Seeking a Formula for Success
Surely there is no way for the Legislature or the governor to avoid these questions; they are the political questions of the era. In 2006 and 2007, for instance, the governor and state lawmakers will have to decide whether to change the formula for distributing more than $1 billion annually to cities, villages, townships, and counties. The source of the shared revenue represents 36.3 percent of state’s sales tax receipts. In many communities revenue sharing is the single largest source of operating funds.
The payout formula for local governments was altered in 1998 under the rubric of spreading the money more fairly. But separate studies by the Citizens Research Council (2000) and researchers at Michigan State University (2002) found the 1998 formula turned townships and villages into winners, and older cities into big losers. According to the MSU analysis, 22 of the 50 fastest-growing communities received larger revenue sharing payments under the 1998 formula than they would have with the old formula. The council found that of the 104 largest communities, 52 lost money under the 1998 formula and 52 gained. Only 11 of the winners are old Michigan cities. The rest of the winners are sprawling townships and outstate cities like Mt. Pleasant and Marquette. Of the losers, 39 are cities and just 13 are townships, most of them in the Thumb region and the western Upper Peninsula.
The 1998 formula expires in 2007 and the entire revenue sharing system will be reconsidered by the Legislature.

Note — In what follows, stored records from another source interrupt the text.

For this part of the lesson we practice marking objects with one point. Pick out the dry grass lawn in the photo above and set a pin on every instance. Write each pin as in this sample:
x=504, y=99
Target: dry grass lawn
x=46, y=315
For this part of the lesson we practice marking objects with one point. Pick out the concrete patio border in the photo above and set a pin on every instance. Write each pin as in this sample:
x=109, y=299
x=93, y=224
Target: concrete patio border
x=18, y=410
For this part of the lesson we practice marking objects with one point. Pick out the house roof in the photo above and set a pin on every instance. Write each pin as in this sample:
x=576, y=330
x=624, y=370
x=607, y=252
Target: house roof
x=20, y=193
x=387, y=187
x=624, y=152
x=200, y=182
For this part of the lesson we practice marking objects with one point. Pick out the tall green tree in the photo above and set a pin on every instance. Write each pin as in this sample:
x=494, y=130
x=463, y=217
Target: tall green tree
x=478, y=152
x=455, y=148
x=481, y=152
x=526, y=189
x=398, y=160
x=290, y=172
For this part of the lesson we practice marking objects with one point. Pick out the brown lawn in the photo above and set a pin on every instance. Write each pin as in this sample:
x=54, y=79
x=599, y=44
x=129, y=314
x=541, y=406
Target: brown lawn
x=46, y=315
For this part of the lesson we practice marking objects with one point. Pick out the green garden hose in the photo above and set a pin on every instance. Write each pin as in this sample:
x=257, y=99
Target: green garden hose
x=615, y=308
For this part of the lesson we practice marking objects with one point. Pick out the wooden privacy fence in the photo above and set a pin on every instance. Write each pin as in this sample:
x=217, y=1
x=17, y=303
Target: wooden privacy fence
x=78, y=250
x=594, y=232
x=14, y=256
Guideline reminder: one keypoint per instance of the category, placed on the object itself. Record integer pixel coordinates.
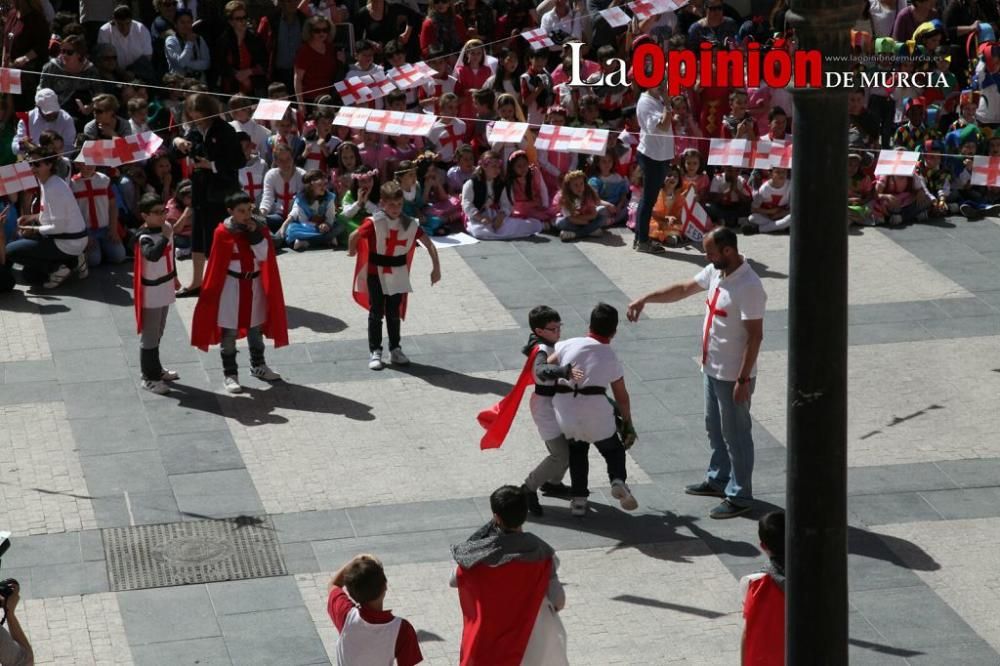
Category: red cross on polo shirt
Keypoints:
(988, 168)
(90, 194)
(391, 243)
(712, 313)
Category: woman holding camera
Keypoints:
(216, 156)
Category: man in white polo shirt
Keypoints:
(731, 337)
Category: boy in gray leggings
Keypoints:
(154, 284)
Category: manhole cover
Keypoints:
(186, 553)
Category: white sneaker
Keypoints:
(155, 386)
(621, 492)
(265, 373)
(57, 277)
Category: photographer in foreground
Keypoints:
(15, 650)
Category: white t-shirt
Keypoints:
(587, 418)
(737, 297)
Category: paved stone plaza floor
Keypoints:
(339, 460)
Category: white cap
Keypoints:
(46, 100)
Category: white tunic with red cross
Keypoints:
(392, 240)
(252, 179)
(732, 299)
(94, 197)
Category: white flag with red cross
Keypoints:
(408, 76)
(271, 109)
(555, 138)
(10, 81)
(897, 163)
(986, 171)
(352, 116)
(589, 141)
(16, 177)
(354, 91)
(695, 220)
(781, 154)
(505, 131)
(537, 38)
(615, 16)
(728, 152)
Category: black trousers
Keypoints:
(579, 462)
(381, 306)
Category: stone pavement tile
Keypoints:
(88, 365)
(221, 494)
(139, 508)
(76, 630)
(22, 330)
(964, 503)
(288, 637)
(101, 399)
(414, 517)
(192, 652)
(134, 472)
(928, 622)
(79, 334)
(891, 508)
(168, 614)
(43, 488)
(63, 580)
(608, 618)
(312, 526)
(321, 308)
(113, 434)
(966, 576)
(369, 448)
(926, 412)
(972, 473)
(259, 594)
(871, 257)
(19, 372)
(188, 453)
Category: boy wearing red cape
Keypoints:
(546, 328)
(153, 285)
(509, 590)
(384, 245)
(241, 295)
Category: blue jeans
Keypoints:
(728, 424)
(101, 248)
(654, 172)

If she is reelected, Governor Granholm will have an opportunity at the start of her second term to work closely with the Legislature and local government leaders to adjust revenue sharing to improve the fiscal health of existing communities and make a real difference in slowing sprawl.
Clearly, where to invest the many billions of dollars that state and local governments spend each year for economic development is the most important conversation Lansing will have in this decade.